Microstructural evolution of Super304H stainless steel during high-temperature creep rupture

Abstract

This study is aimed to explore the microstructural evolution of Super304H stainless steel during long-term creep. Creep-rupture specimens of this steel are analyzed via microhardness measurement, metallographic structure observation, X-ray diffraction, transmission electron microscopy, scanning electron microscopy, and energy-dispersive spectroscopy. The results show that the matrix structure of the steel was stable during high-temperature stress-rupture test without grain growth. Twin boundaries in austenite gradually disappeared with the prolongation of time, which process was accelerated at higher temperatures.
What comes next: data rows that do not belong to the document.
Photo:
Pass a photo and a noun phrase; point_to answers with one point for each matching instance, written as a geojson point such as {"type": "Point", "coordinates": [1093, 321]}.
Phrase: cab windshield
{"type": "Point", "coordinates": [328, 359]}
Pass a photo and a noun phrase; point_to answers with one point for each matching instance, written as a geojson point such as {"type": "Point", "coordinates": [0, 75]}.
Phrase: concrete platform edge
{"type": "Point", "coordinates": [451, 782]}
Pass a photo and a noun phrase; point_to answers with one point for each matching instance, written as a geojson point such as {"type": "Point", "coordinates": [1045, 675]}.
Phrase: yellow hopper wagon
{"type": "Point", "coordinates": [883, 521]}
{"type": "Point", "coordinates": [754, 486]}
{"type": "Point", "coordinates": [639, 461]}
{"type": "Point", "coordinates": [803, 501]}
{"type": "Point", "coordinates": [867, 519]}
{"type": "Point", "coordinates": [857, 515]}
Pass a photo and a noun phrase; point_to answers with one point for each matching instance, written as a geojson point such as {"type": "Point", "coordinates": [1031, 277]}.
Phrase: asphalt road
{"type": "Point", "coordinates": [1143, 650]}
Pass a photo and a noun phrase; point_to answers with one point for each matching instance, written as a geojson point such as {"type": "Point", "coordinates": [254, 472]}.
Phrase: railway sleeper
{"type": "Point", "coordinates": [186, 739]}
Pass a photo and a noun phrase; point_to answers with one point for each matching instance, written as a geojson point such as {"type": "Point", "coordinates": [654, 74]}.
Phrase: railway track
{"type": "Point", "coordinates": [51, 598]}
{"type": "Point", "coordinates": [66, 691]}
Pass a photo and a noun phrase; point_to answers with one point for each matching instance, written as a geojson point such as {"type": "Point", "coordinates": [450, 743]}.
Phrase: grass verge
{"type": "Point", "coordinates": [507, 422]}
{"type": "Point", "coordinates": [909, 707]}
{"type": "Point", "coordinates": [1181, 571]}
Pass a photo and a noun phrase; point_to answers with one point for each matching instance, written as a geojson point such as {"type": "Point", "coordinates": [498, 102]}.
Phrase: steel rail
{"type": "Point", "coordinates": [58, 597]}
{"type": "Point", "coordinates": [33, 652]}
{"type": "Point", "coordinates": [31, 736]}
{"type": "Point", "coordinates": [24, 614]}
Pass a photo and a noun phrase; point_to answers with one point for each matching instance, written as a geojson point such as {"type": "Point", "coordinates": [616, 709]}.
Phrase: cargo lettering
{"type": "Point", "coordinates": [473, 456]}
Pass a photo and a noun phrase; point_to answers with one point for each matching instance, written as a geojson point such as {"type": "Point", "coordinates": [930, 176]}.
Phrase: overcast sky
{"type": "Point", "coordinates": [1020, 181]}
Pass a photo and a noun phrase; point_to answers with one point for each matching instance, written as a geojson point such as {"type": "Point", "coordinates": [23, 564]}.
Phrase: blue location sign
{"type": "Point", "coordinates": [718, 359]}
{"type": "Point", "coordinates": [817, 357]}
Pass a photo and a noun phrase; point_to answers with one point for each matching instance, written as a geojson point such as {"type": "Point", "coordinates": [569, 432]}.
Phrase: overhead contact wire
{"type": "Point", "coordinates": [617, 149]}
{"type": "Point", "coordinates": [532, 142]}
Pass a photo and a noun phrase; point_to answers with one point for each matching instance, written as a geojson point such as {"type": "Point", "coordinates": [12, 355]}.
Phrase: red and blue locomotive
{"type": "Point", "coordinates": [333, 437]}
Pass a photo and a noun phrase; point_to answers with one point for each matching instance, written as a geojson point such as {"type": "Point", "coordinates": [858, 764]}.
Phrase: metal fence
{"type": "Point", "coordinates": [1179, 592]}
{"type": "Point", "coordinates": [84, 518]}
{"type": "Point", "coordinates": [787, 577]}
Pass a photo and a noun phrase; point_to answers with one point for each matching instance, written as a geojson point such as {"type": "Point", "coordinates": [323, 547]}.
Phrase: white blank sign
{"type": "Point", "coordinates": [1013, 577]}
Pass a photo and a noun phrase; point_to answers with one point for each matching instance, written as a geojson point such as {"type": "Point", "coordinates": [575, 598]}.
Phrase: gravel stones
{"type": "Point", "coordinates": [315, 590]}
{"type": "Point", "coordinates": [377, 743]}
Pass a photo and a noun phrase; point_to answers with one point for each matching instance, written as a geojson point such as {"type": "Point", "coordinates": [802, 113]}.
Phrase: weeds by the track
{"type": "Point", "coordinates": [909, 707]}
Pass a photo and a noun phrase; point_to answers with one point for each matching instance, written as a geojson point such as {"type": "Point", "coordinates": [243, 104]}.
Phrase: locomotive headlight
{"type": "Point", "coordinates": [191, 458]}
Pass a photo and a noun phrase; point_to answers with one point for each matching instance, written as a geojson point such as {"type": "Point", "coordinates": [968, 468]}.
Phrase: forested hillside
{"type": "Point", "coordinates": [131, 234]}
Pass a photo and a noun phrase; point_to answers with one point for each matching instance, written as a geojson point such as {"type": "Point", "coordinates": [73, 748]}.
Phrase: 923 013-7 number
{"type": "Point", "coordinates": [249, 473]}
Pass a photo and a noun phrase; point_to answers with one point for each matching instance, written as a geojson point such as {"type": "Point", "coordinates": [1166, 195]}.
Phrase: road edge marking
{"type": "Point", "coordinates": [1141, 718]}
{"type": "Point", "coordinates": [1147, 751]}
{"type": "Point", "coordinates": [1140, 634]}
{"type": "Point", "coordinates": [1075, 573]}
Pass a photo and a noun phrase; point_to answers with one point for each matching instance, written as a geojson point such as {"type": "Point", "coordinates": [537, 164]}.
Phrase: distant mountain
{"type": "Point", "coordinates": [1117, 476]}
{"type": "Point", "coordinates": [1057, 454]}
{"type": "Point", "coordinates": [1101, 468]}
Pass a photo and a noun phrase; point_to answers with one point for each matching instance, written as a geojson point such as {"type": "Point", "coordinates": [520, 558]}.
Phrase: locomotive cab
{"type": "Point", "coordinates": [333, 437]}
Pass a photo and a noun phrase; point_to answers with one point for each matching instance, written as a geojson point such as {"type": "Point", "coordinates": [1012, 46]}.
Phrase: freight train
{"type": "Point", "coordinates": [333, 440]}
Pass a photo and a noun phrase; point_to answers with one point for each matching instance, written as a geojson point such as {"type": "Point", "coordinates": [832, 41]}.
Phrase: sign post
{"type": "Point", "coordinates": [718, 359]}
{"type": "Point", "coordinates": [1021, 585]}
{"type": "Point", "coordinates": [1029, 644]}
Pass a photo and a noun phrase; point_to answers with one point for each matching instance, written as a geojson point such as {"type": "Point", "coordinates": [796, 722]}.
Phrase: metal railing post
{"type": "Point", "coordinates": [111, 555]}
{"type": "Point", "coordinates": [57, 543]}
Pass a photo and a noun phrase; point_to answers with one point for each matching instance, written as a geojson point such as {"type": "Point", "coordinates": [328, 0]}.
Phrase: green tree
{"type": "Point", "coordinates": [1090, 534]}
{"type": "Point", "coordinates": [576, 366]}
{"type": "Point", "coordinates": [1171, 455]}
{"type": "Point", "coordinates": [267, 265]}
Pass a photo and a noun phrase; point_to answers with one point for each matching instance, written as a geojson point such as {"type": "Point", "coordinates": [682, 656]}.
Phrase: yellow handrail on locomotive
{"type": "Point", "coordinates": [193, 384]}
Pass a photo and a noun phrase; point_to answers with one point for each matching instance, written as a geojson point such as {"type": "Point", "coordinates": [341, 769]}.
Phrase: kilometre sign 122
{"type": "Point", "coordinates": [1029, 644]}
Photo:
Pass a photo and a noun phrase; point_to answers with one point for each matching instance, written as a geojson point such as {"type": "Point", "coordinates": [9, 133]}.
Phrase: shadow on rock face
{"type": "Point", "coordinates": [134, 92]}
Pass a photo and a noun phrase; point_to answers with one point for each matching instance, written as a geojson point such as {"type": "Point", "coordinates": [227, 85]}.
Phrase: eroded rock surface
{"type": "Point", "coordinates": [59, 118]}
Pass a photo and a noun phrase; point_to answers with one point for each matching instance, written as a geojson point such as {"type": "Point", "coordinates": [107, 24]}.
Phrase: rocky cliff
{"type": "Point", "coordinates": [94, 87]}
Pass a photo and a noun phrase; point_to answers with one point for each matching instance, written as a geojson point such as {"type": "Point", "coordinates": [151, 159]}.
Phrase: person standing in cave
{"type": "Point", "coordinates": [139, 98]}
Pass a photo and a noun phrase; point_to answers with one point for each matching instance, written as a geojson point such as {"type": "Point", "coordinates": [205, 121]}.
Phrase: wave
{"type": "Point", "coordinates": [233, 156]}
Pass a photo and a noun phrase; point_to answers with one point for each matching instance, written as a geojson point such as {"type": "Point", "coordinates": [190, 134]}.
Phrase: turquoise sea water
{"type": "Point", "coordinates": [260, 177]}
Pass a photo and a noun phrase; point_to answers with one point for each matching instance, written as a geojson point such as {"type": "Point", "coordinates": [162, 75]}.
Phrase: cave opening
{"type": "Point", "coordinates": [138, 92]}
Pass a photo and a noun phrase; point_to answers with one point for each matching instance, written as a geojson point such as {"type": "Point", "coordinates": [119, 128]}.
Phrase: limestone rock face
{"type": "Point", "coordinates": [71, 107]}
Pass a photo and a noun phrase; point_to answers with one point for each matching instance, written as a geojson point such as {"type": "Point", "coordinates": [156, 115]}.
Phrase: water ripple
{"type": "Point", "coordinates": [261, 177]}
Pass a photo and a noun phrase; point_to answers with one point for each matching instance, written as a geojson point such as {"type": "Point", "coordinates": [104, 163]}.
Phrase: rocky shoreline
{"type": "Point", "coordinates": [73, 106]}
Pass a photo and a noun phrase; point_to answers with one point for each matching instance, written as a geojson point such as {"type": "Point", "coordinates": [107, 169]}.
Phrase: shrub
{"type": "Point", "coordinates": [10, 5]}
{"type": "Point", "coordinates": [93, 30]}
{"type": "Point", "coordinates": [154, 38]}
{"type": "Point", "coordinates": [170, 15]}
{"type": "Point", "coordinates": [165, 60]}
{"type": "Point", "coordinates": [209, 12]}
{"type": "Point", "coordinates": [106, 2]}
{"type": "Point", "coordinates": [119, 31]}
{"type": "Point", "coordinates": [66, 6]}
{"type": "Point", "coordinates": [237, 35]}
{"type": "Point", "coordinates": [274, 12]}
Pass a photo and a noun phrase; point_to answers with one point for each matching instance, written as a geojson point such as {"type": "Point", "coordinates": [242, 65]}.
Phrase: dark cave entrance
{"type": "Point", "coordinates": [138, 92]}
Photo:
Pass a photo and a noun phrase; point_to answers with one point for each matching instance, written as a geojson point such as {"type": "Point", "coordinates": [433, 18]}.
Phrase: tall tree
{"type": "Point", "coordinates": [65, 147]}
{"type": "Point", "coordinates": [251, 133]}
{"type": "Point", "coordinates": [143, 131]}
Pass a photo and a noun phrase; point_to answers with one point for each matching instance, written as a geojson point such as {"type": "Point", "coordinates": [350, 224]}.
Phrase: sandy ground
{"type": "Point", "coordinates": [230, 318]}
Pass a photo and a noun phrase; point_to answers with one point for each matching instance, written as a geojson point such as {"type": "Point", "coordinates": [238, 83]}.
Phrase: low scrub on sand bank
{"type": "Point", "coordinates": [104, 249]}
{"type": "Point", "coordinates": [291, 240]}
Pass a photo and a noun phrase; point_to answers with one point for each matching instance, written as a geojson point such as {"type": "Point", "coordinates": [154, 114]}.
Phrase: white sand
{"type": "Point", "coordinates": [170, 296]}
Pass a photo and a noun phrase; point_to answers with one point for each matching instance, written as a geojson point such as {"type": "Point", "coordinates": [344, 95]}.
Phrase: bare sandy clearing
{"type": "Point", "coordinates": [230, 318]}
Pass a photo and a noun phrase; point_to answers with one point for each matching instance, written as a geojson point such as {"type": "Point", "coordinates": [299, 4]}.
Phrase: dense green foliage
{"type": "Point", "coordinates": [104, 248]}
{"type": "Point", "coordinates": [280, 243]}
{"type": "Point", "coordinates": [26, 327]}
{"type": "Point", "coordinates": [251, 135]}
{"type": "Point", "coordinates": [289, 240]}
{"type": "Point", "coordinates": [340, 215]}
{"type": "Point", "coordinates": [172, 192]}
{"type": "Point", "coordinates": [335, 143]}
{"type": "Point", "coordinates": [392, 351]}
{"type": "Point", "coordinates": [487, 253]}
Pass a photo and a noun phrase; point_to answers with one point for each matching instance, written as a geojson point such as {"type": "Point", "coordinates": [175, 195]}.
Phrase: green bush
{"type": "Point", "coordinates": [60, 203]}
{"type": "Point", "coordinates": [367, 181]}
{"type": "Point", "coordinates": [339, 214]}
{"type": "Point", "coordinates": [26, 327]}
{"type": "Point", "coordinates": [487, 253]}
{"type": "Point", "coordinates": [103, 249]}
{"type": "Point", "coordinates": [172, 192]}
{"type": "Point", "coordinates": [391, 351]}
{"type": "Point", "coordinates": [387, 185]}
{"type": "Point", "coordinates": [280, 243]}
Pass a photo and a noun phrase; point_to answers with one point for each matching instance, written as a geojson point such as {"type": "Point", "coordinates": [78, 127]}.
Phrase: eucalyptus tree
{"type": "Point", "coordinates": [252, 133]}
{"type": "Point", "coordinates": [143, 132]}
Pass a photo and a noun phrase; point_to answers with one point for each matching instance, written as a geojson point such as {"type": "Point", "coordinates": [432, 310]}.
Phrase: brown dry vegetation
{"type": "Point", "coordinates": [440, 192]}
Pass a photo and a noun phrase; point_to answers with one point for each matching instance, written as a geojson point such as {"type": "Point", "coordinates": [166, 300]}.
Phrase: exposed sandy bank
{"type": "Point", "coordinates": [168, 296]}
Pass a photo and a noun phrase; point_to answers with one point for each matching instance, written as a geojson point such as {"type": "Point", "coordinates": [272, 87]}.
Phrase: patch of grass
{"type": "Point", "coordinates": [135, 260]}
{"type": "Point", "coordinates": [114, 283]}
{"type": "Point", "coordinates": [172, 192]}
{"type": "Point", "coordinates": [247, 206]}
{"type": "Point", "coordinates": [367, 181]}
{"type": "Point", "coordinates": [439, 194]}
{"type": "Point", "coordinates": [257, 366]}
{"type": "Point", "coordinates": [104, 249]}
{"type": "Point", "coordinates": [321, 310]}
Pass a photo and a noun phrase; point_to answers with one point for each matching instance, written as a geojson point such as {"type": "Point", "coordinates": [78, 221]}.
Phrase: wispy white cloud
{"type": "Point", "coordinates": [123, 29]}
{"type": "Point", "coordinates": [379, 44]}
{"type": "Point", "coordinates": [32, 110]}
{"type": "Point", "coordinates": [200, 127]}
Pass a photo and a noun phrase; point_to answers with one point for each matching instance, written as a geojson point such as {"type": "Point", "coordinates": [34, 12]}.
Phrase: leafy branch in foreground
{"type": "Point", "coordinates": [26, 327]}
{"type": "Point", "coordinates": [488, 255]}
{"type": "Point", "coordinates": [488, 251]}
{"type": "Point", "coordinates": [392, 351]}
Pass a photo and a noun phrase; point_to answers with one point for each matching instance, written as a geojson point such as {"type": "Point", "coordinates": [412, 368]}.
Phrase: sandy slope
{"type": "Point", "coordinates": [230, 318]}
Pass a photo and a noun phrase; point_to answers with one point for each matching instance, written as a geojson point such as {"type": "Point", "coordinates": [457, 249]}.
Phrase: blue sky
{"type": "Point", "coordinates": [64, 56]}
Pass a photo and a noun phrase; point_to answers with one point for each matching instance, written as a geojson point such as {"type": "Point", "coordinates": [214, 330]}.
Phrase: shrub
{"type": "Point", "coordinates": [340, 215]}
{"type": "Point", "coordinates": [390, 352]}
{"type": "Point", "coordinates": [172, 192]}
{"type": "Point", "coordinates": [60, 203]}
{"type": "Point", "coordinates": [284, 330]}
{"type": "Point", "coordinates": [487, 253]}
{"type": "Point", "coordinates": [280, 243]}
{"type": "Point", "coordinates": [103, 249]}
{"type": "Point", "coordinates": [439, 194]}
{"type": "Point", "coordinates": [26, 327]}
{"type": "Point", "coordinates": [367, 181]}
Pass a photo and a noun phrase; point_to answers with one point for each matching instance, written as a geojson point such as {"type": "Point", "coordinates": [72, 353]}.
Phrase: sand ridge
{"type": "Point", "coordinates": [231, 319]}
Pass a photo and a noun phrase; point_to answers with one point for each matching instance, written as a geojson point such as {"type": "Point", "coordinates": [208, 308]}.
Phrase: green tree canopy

The steel hardness sharply increased in the initial stage of high-temperature stress-rupture test due to the second-phase precipitation, and then gradually dropped with time, due to the coarsening of precipitates. The Cu-rich phase and secondary Nb(C,N) with the size less than 50 nm, and M23C6 were the main precipitated phases in the high-temperature stress-rupture test. This allowed the steel under study to retain a high stress-rupture limit due to the precipitation-strengthening effect. The microstructure aging resulted in the formation of M23C6 chain at the grain boundary and coarsening of M23C6 and primary Nb(C,N) in grains. With the coarsening of precipitated phases, hardness and stress-rupture limit of Super304H stainless steel decreased.